Dinesh D'Souza says history hasn't spoken yet. Running through the list of recent presidents D'Souza credits Ronald Reagan with winning the cold war, relegates George H. W. Bush to caretaker status in spite of winning the Gulf War, and dismisses Bill Clinton as a total failure.
George W. Bush? Lots of people are rushing to judgment. Some months ago historian Sean Wilentz published an article in Rolling Stone (where this Princeton historian features some of his best work) declaring Bush the worst president ever. Ever. And the man isn't even done yet.
Bush is staking it all on Iraq. The man is going for the bleachers. And I think he recognizes that this is an experiment, whose outcome could go either way. History says democracy won't work in the Muslim Middle East. But Bush believes that democracy is a universal idea, and he's willing to buck the trend. It's a noble effort.
I have lots of criticism to make of Bush, but I do admire his tenacity, his stick-to-itiveness. The man's ability to keep going in the face of overwhelming political pain and opposition is simply unmatched. Even Reagan didn't have that kind of fortitude. So I hope he succeeds. And he just might. If in two years the insurgency is repelled, and if Iraq is a standing, even if fragile, democracy, then Bush will have created something truly new in the Middle East--a new model of a pro-American Muslim democracy.
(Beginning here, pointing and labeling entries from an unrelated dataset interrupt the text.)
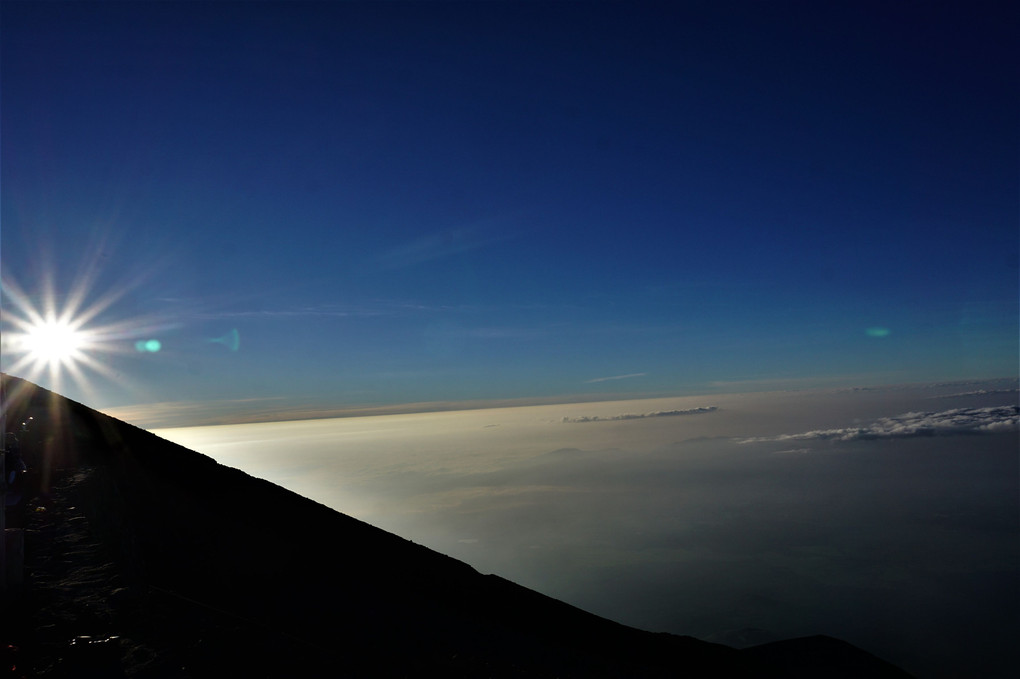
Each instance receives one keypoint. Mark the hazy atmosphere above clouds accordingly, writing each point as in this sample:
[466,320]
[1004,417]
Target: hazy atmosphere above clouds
[278,210]
[746,518]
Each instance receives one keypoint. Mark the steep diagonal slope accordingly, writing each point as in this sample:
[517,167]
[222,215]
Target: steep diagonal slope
[202,570]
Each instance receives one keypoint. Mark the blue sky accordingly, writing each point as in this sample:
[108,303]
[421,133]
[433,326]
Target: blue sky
[404,202]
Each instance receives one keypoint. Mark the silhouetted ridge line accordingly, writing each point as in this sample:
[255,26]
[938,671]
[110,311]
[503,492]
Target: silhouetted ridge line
[230,575]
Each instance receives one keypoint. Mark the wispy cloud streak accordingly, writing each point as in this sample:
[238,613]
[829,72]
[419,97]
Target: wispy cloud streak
[606,379]
[947,423]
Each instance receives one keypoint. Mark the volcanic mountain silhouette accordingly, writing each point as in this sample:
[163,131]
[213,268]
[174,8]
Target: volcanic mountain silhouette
[145,559]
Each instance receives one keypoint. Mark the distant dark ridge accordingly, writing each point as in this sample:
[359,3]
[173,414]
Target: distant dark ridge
[195,565]
[641,416]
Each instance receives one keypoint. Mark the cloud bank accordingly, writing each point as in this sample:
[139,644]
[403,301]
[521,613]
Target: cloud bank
[946,423]
[638,416]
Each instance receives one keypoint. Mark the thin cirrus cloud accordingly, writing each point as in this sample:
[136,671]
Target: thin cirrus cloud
[946,423]
[438,245]
[612,377]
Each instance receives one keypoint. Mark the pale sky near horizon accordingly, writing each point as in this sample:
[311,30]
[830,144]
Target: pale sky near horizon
[884,517]
[251,209]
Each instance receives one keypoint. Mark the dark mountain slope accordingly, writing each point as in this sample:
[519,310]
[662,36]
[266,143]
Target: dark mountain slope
[201,570]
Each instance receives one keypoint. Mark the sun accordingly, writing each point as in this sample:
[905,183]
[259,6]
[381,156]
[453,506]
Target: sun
[54,342]
[46,333]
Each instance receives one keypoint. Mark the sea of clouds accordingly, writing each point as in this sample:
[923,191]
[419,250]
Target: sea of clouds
[894,526]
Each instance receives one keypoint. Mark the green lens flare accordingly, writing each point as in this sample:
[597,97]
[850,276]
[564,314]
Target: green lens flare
[148,346]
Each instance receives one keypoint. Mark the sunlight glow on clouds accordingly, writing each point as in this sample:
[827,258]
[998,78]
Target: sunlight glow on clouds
[946,423]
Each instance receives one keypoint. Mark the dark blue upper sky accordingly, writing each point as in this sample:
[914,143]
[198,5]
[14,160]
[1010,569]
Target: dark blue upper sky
[395,202]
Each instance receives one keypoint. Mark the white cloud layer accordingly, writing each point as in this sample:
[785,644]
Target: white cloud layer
[946,423]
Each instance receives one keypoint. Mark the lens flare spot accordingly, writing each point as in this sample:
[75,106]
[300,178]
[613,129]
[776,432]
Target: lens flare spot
[53,342]
[148,346]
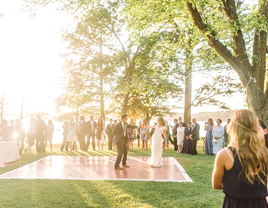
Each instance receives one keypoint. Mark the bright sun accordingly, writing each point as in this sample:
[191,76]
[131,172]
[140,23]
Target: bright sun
[30,65]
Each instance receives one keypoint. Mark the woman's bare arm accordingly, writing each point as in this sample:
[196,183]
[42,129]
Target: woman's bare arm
[218,170]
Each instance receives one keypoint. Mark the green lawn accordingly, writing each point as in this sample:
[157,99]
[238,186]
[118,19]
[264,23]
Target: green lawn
[80,193]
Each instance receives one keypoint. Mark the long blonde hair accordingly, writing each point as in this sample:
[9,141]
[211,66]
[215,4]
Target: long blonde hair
[243,131]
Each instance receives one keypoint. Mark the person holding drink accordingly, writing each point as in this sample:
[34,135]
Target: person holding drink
[156,151]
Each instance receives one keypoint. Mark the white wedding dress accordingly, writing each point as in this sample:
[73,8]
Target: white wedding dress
[156,157]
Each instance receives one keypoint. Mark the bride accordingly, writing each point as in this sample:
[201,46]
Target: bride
[156,156]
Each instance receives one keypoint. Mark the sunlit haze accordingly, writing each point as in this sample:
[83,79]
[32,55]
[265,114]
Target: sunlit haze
[30,64]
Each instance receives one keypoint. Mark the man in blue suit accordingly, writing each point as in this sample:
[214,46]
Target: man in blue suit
[120,138]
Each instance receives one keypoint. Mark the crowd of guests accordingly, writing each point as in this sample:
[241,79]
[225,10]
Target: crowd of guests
[78,131]
[38,133]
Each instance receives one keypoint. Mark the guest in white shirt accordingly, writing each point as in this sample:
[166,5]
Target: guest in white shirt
[180,136]
[217,133]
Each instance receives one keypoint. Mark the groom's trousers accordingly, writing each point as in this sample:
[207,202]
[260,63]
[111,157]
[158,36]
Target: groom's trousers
[121,151]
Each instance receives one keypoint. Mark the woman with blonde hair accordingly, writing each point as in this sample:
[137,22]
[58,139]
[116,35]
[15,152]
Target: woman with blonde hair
[156,155]
[144,134]
[241,169]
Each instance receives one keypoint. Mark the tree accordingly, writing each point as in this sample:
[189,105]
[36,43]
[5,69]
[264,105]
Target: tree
[185,41]
[94,70]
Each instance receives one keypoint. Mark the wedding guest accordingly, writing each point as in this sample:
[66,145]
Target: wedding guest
[78,129]
[152,132]
[130,136]
[100,128]
[19,129]
[183,124]
[64,133]
[71,136]
[49,134]
[139,134]
[144,135]
[217,133]
[31,134]
[4,124]
[167,137]
[194,135]
[115,145]
[187,146]
[109,132]
[82,135]
[180,136]
[103,139]
[40,134]
[226,136]
[241,169]
[208,145]
[1,133]
[9,131]
[264,127]
[91,131]
[174,134]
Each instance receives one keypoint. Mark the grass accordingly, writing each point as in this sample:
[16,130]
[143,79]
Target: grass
[76,193]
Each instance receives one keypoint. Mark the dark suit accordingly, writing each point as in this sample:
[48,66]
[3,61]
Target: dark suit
[120,138]
[195,137]
[91,133]
[20,135]
[82,135]
[109,132]
[40,135]
[174,134]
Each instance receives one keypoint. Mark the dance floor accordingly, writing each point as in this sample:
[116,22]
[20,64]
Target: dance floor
[99,168]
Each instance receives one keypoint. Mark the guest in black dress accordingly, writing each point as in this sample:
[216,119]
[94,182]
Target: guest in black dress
[187,142]
[241,169]
[264,127]
[100,128]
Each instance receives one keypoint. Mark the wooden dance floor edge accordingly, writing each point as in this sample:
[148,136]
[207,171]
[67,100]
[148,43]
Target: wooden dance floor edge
[176,163]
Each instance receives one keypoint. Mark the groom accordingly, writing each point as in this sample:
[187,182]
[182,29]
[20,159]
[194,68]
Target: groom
[120,138]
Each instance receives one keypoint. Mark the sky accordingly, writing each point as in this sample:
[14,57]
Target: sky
[30,64]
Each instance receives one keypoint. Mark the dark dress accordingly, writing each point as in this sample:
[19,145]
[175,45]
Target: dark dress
[238,193]
[187,144]
[99,130]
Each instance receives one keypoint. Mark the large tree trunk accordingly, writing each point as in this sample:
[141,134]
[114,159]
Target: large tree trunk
[188,84]
[252,77]
[2,104]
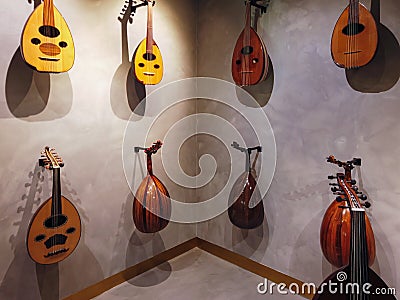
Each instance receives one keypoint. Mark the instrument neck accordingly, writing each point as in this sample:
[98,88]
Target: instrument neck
[149,164]
[149,36]
[248,17]
[359,254]
[354,11]
[48,13]
[56,208]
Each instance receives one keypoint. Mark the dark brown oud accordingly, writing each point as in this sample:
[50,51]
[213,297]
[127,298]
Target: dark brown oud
[152,205]
[355,37]
[250,58]
[336,225]
[55,229]
[246,211]
[356,281]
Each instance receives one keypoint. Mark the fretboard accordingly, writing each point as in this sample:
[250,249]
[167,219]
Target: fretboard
[48,13]
[56,208]
[359,254]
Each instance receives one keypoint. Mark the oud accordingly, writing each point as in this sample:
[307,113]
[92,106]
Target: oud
[357,280]
[55,228]
[355,37]
[152,205]
[247,209]
[250,58]
[46,42]
[335,230]
[147,60]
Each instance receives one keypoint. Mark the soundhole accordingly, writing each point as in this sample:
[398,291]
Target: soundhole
[39,238]
[149,56]
[353,29]
[247,50]
[35,41]
[55,221]
[58,239]
[71,230]
[49,31]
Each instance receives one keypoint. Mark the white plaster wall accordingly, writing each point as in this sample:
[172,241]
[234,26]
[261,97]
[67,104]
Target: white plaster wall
[314,113]
[85,120]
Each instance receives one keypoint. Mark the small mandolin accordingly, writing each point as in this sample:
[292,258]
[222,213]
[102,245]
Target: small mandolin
[152,205]
[250,58]
[356,281]
[246,211]
[46,42]
[55,228]
[335,228]
[147,59]
[355,37]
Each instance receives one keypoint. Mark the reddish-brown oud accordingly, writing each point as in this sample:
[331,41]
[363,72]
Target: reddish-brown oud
[152,205]
[246,209]
[356,280]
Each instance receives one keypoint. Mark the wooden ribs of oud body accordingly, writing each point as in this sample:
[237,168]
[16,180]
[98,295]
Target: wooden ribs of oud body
[45,53]
[37,249]
[335,235]
[253,67]
[352,51]
[151,206]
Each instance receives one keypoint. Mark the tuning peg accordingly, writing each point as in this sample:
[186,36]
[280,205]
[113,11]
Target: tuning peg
[363,197]
[339,199]
[367,204]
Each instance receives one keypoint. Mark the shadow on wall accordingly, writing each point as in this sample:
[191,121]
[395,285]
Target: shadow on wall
[126,92]
[28,92]
[261,92]
[143,246]
[22,268]
[306,251]
[247,242]
[383,72]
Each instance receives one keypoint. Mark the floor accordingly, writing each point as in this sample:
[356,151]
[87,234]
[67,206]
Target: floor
[194,275]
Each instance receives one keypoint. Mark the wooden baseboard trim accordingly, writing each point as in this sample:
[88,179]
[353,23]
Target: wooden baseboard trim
[218,251]
[127,274]
[250,265]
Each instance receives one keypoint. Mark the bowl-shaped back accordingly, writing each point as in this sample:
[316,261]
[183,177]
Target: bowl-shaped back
[151,206]
[246,208]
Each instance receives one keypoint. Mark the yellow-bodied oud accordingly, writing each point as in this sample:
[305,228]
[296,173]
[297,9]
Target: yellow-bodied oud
[46,42]
[147,59]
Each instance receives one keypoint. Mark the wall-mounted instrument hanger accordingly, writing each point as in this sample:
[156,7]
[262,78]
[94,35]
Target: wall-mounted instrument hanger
[355,37]
[250,57]
[130,8]
[152,205]
[55,228]
[246,209]
[335,228]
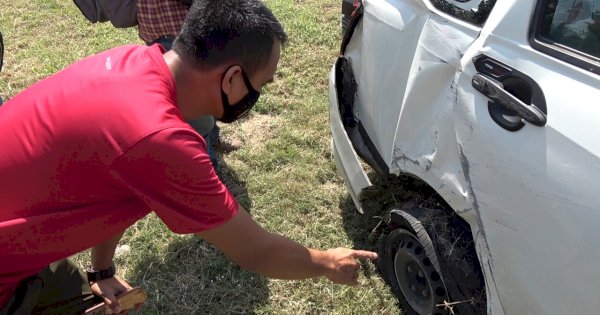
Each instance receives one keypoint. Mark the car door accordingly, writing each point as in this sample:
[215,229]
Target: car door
[527,112]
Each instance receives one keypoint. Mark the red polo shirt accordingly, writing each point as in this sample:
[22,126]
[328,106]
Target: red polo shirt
[92,149]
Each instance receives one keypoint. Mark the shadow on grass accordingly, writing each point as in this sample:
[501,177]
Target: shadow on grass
[193,277]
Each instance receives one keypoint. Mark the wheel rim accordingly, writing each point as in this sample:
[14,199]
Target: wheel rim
[415,274]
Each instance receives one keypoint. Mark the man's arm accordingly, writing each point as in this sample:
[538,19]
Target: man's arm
[102,254]
[275,256]
[108,289]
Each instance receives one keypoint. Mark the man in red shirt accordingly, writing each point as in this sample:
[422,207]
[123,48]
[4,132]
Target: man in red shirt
[92,149]
[160,21]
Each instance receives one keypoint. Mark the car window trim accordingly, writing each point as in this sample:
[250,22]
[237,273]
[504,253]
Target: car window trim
[557,50]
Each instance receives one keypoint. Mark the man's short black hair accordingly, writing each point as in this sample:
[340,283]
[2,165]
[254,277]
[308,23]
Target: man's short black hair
[217,32]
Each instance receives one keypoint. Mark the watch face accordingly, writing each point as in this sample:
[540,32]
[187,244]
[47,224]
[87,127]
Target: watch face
[1,51]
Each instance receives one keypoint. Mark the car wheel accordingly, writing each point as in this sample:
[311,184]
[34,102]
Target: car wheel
[427,275]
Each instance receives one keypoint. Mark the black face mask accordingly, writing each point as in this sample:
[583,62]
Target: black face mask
[238,110]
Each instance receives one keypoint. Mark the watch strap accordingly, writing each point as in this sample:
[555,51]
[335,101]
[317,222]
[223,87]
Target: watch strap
[97,275]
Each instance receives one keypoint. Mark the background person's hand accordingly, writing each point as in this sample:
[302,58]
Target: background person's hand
[108,289]
[344,265]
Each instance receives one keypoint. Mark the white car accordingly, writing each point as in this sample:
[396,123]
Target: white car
[484,118]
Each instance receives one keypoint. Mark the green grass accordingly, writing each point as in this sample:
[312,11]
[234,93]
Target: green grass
[285,164]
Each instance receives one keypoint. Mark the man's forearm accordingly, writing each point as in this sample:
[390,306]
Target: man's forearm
[103,253]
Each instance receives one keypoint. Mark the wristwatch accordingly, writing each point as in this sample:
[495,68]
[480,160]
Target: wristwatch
[97,275]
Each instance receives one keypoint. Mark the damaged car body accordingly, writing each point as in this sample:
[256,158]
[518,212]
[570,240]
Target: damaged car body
[492,106]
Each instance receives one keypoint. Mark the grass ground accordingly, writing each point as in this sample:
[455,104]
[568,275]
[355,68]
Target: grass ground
[285,165]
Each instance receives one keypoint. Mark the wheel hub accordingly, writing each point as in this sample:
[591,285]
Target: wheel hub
[413,273]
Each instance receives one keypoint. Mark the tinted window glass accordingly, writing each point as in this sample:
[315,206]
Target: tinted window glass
[573,23]
[472,11]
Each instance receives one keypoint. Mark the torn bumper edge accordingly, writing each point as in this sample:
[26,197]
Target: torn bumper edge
[346,158]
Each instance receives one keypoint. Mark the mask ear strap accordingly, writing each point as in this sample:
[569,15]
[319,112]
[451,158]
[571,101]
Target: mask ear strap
[248,82]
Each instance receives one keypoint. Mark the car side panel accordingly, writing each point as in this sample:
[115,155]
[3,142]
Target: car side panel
[535,189]
[381,57]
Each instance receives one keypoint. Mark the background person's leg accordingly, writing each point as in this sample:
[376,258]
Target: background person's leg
[61,288]
[65,290]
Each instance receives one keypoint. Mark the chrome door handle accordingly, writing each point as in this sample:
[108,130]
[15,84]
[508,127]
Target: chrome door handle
[495,91]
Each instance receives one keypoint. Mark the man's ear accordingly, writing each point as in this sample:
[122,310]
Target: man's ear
[228,79]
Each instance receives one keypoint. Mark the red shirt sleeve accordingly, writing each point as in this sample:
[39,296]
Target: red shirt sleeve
[171,172]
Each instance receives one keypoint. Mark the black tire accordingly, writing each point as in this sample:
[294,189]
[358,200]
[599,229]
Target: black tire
[428,258]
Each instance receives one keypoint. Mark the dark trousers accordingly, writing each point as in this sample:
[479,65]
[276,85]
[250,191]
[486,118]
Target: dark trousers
[61,288]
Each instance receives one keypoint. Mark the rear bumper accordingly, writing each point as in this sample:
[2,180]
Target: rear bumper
[346,158]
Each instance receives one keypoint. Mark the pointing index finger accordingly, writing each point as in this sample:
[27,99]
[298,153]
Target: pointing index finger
[364,254]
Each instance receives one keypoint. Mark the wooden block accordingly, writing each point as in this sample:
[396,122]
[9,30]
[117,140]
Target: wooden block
[128,301]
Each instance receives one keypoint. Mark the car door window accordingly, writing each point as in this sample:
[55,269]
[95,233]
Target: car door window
[472,11]
[574,24]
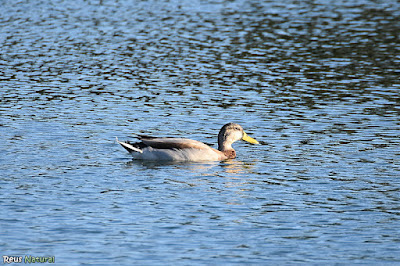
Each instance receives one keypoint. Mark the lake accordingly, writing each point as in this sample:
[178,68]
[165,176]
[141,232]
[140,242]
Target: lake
[317,83]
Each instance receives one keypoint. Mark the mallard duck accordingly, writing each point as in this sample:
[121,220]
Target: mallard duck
[180,149]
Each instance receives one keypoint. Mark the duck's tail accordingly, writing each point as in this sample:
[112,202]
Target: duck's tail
[128,146]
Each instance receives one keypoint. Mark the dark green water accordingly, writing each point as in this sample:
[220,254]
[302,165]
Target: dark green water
[316,82]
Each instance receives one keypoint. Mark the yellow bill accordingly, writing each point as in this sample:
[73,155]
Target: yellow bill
[249,139]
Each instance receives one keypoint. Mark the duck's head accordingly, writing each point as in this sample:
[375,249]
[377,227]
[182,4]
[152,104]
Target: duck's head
[230,133]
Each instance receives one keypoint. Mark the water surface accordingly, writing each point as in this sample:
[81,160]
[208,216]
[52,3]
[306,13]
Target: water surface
[316,82]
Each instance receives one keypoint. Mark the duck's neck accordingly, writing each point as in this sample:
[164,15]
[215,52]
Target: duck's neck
[225,146]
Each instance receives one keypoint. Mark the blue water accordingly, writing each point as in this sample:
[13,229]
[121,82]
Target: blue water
[317,83]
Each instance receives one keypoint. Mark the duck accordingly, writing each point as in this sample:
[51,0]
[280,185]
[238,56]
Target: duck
[183,149]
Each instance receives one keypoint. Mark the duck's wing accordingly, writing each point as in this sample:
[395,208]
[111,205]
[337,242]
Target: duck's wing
[173,143]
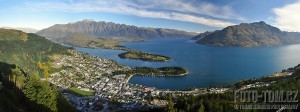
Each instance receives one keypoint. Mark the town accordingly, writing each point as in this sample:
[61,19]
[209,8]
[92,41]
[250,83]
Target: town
[110,92]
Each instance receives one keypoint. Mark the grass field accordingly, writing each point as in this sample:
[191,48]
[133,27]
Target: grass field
[81,92]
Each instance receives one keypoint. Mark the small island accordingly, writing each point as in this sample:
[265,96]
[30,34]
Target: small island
[138,55]
[147,71]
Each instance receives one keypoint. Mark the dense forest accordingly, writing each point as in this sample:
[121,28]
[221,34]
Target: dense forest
[24,61]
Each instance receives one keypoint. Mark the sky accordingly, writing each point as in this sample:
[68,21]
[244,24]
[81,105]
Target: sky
[188,15]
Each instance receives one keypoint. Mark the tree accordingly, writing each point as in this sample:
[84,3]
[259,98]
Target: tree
[202,108]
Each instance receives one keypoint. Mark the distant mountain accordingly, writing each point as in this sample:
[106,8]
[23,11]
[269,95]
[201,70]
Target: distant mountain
[27,30]
[202,35]
[109,29]
[249,35]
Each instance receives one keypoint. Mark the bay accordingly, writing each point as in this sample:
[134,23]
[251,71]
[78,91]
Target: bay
[208,65]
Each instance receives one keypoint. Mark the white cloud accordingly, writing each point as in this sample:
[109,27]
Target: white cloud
[196,12]
[287,17]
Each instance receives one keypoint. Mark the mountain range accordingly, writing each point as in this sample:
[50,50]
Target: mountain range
[248,35]
[109,29]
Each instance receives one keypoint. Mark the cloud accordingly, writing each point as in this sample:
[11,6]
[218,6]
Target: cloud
[188,11]
[287,17]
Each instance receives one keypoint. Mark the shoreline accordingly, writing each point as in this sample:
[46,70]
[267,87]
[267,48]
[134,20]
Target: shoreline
[180,75]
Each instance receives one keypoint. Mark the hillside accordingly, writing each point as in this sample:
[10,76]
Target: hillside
[21,87]
[249,35]
[17,46]
[109,29]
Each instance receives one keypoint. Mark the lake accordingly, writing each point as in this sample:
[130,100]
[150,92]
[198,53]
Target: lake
[208,65]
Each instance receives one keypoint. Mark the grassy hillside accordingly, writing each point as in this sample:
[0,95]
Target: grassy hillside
[23,60]
[25,50]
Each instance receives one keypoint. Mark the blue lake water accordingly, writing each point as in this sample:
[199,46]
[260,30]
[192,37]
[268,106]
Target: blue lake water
[208,65]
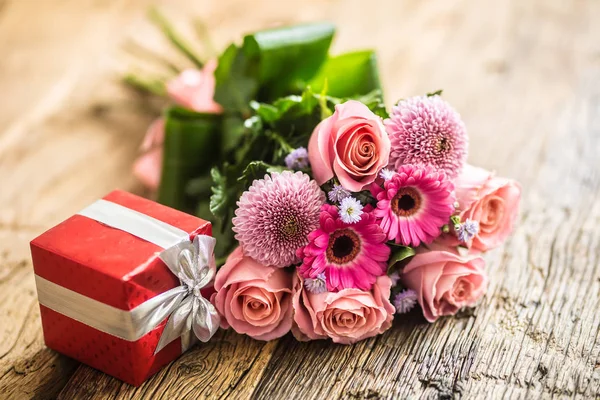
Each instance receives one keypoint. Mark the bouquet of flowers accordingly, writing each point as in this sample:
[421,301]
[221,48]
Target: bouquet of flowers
[332,213]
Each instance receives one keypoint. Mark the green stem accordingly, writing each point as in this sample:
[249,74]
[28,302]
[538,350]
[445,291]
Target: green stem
[152,86]
[287,148]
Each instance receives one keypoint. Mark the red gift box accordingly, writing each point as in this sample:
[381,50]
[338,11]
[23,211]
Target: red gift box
[114,268]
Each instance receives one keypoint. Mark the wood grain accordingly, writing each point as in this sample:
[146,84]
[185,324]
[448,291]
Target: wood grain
[525,77]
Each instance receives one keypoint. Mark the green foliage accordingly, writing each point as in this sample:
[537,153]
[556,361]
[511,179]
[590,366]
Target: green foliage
[177,41]
[192,144]
[236,85]
[349,74]
[257,170]
[288,57]
[274,87]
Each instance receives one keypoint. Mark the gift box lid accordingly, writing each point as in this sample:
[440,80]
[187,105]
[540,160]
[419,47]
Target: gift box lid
[108,264]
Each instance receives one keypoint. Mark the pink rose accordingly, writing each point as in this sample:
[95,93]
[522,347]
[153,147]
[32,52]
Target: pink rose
[254,299]
[352,144]
[445,281]
[193,89]
[147,168]
[346,316]
[490,200]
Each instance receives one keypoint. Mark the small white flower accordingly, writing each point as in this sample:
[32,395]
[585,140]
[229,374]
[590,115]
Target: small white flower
[350,210]
[386,174]
[316,285]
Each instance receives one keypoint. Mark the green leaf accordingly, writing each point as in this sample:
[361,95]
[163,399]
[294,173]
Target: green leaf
[348,75]
[168,30]
[221,231]
[257,170]
[374,100]
[223,197]
[399,253]
[152,86]
[236,83]
[289,57]
[192,143]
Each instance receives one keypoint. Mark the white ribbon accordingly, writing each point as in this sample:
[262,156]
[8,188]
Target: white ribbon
[192,262]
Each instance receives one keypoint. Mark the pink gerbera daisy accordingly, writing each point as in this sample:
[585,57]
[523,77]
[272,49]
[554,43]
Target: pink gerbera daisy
[275,216]
[427,131]
[352,255]
[414,204]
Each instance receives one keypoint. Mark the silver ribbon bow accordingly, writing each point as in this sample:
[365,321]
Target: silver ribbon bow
[194,264]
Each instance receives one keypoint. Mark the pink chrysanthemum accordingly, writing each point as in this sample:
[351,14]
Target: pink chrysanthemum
[414,204]
[427,131]
[275,216]
[350,255]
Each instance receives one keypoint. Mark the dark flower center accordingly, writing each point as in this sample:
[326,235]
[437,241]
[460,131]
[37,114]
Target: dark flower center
[443,145]
[290,227]
[344,245]
[406,202]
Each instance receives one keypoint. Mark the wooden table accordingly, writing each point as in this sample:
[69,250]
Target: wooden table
[524,74]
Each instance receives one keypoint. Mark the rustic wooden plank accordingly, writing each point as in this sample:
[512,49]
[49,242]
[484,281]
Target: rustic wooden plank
[523,74]
[230,365]
[52,63]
That's what scares our enemies. And our allies. And the left in this country. As former Clinton official Sandy Soderberg told Jon Stewart after the U.S. invasion of Iraq, "It's scary for Democrats...There's always hope that this might not work." History will be the judge. But so far history is just waiting, and watching.
According to Bob Novak while history may be waiting and watching, the Democrats are busy busy. Novak, who reported Richard Armitages outing of Valerie Plame, says the Democrats are wasting no time working the Scooter Libby verdict into their attacks on the White House.
Writing in the latest Evans-Novak Political Report, Novak--who provided testimony on his involvement in the Plame outing to Libby prosecutor Patrick Fitzgerald--says that Majority Leader Sen. Harry Reid (D-NV) "greeted the conviction as the beginning of a reckoning with the Bush Administration for manipulating intelligence and discrediting critics.
Reid and the rest of the Democratic leadership harbor those same sentiments voiced by former Clinton official Sandy Soderberg about the American liberation of Iraq. "It's scary for Democrats...There's always hope that this might not work." In fact it would appear to be crucial for Reid and the Democrats that the American liberation of Iraq not work, they work so hard to prevent it. But according to Omar Fadhil of Iraq the Model, the Iraqis are working hard, too. Omar reports that politics have broken out anew in Baghdad.
A new political bloc has emerged. It’s not a fourth bloc as Mohammed anticipated some time ago; it’s a union of, so far, two existing blocs. The core of the new movement is pretty much the same as what Mohammed expected, though. The Accord Front has announced it has joined the bloc led by former PM Ayad Allawi, forming what they refer to now as the “Iraqi National Front”. This new alliance has 69 seats in parliament and is likely to gain an additional 11 seats if the Dialogue Front of the nationalist Salih al-Mutlaq decides to join in, which is not unlikely...
The second development, which is far more significant than the first, just took place in the corridors of the United Iraqi Alliance, the main Shia bloc. This morning, in a frank challenge to ayatollah Sistani’s earlier call for preserving the UIA’s unity, the head of al-Fadheela party -which controls 15 of its 130 seats- declared independence from the Shia bloc and said his team now would act as an independent bloc within parliament.
There is so much at stake in Iraq - the Bush historic legacy, Iraqi freedom and democracy, hope for political reform in the Middle East, American security, and Democratic political advantage.